President Obama is famed for his ability to reach out to young voters. He does this, in part, by not adhering to the norms of what presidents are "supposed" to do — he realizes that a significant chunk of the emerging voting bloc likes a sense of humor and irreverence.
Kal Penn is a great and funny actor and all-around smart guy. He went from making stoner comedies to working with the White House and back and back again. It's encouraging to me that someone with his political chops hasn't been blacklisted because of his alleged ties to drugs and/or R-rated career. Come to think of it, I also feel that way about Obama and his two predecessors (yes, even Dubya, though he should have been disqualified for other reasons, like incompetence).

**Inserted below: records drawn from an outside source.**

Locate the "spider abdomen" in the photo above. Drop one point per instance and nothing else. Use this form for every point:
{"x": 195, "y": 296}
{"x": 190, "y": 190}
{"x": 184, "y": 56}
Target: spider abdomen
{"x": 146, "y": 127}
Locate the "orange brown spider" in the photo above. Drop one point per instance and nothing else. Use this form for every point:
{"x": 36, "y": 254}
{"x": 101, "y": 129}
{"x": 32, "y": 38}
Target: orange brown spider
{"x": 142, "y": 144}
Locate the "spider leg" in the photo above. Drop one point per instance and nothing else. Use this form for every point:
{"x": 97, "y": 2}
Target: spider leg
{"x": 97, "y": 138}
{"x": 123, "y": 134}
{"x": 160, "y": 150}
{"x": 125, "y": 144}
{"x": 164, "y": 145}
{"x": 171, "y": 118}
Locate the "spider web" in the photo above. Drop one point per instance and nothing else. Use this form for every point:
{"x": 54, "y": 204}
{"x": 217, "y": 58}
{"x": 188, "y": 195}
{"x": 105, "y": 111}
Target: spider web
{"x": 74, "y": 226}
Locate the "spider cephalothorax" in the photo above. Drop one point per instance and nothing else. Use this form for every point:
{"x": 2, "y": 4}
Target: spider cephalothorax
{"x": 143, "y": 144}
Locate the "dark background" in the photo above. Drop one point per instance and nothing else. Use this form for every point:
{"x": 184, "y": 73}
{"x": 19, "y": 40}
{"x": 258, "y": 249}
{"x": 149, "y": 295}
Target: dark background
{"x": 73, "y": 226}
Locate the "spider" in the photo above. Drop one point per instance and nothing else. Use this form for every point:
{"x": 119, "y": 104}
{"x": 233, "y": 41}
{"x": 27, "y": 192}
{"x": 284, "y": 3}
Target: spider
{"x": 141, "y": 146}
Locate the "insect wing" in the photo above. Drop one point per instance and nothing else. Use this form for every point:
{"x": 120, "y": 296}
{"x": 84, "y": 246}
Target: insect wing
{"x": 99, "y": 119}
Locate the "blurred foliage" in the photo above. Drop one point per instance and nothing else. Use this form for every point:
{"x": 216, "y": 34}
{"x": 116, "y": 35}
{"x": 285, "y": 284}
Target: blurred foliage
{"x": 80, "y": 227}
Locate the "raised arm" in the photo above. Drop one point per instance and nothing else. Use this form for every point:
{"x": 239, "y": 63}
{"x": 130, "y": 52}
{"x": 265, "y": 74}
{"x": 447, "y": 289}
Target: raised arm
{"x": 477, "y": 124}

Obama and Penn have teamed up for a Democratic Convention promo that's as funny as it is audacious:
After watching this spot, I wasn't surprised to see numerous comments on the related Huffington Post article criticizing it. Many didn't get the reference and/or thought it was a Republican attack ad decrying young Obama voters as stoners. Others were familiar with the "Harold & Kumar" trilogy but thought the association might hurt the president. The overall trend I noticed is best encapsulated in the back-to-back comments in the below screen grab:
A generation gap is definitely evident in the reception of this video. Whether or not it's a function of literal age is up for debate, but it definitely involves how campaigns were run in the past versus today. Cheech and Chong would never have done an ad like this with a sitting president. Hell, we had to wait until 1992 for a presidential candidate to admit he smoked pot in the 1960s, and have it not torpedo his candidacy right then and there. And Obama was the first to be able to say he inhaled, because "that was the point."

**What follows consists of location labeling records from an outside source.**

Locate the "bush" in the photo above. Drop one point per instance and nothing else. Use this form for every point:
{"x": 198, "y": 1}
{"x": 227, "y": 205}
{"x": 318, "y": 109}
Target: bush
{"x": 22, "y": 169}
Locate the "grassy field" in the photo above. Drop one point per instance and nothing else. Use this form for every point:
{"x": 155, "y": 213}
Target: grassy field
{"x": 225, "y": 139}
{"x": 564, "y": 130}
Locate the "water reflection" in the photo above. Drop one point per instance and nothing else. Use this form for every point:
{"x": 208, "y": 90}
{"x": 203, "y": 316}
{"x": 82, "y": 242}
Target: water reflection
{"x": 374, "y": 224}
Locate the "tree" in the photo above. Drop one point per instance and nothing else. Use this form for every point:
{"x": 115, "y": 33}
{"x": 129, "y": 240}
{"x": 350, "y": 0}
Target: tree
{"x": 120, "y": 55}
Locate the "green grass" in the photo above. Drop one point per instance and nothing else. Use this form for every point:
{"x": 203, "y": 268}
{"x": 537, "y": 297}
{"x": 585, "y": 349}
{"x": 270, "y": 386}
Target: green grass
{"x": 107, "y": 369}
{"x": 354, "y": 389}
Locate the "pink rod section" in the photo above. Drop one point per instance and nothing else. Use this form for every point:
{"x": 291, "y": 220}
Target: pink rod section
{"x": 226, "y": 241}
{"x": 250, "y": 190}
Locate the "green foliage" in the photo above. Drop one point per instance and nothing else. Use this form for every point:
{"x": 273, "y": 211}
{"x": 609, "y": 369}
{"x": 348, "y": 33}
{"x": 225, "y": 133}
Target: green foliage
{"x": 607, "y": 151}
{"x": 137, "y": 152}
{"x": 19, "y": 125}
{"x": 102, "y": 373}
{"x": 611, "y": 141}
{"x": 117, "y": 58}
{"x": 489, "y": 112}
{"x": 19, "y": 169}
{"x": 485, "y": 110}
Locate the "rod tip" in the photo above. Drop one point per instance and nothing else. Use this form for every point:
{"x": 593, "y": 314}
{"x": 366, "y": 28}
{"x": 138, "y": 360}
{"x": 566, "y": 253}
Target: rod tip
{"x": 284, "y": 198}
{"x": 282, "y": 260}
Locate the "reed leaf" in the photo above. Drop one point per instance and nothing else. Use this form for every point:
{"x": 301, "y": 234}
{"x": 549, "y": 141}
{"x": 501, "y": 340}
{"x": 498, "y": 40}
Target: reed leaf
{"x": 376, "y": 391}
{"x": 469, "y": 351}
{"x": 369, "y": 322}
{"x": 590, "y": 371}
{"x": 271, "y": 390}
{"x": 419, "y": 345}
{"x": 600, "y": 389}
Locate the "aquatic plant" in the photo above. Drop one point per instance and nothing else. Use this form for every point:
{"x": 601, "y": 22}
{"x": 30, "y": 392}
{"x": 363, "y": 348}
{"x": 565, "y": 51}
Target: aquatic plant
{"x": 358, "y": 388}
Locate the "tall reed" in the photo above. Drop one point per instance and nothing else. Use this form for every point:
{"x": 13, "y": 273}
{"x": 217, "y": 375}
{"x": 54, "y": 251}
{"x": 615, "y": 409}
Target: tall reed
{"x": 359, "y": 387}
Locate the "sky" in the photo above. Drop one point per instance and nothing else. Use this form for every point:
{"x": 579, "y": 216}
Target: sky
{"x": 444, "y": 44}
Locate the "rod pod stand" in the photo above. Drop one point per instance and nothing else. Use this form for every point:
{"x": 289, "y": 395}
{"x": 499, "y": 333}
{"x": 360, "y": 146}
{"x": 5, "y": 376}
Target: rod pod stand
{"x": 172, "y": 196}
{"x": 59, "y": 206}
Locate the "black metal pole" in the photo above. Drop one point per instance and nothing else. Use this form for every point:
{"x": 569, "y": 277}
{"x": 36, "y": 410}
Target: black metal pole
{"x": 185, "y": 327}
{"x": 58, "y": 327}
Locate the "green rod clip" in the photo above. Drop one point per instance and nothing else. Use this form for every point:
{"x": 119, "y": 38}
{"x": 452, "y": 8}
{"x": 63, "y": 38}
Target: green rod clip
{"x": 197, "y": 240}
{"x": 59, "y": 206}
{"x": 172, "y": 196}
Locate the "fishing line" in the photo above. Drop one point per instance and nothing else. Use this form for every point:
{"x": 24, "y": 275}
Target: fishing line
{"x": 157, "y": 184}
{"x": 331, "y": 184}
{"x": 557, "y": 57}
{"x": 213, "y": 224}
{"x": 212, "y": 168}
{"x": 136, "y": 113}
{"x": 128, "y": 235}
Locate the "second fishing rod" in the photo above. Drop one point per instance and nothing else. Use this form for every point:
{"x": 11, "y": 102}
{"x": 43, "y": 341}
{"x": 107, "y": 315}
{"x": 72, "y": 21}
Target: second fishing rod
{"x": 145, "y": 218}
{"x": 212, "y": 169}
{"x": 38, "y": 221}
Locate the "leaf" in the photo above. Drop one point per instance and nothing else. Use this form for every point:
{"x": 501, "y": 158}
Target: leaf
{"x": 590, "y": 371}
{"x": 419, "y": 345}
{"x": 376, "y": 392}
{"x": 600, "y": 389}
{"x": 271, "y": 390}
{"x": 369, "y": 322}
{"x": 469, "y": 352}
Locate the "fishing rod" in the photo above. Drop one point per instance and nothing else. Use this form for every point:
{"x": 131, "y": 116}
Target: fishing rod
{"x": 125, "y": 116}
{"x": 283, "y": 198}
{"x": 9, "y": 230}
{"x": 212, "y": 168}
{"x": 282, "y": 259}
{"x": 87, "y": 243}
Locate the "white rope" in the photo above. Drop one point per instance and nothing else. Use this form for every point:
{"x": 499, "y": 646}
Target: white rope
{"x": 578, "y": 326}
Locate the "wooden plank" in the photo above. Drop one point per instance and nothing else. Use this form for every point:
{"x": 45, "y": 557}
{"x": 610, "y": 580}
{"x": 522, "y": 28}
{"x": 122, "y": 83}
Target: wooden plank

I applaud this progress, slow as it is, and I'm not even a stoner. And it's precisely because I'm not a stoner that I think a larger issue is at stake here. Namely, stupid shit. We all do it over the courses of our lives. As long as what we're doing isn't harming anybody and we learn a lesson from it, we are willing to let it go and/or learn from it. But we are deliberately not understanding about it with regard to others. In the past, the big Stupid Shit was drug use, especially trying pot. That was the big point-and-shriek. In the 1980s, every politician got asked if they ever tried pot during their coming-of-age years (often in the 1960s, for Christ's sake) as if that meant anything.
Yes, drug use is bad. But these days, few freak out over someone trying pot. And of those who get addicted to harder drugs, we aim to help rather than condemn. (Not always, of course, but the shift toward understanding in the last 30 years is undeniable.)
(Anyway, the "Harold & Kumar" movies are barely about pot; all pot does is keep the plot going. If anything, the films show that the duo has all of their stupidest ideas when high, and makes fun of stoners' fetish for the leaf. Also, anyone who's seen the films knows they're not stoned in the ad.)
Social media is now the Stupid Shit over which we obsess. Those debauched pictures and spur-of-the-moment status updates from years long past are what prudes will use in the future to sink promising candidates (probably while ignoring the genuine homophobic slurs their still-homophobic candidate spewed on their own page).
The point is, Obama has shattered the paradigm that a president has to have only a sterile, polished, no-risk persona. Many voters, especially young ones, like a president who is equally at ease running the country and playing to his genuine youth appeal. I hope that paradigm change is here to stay. I have a feeling it is.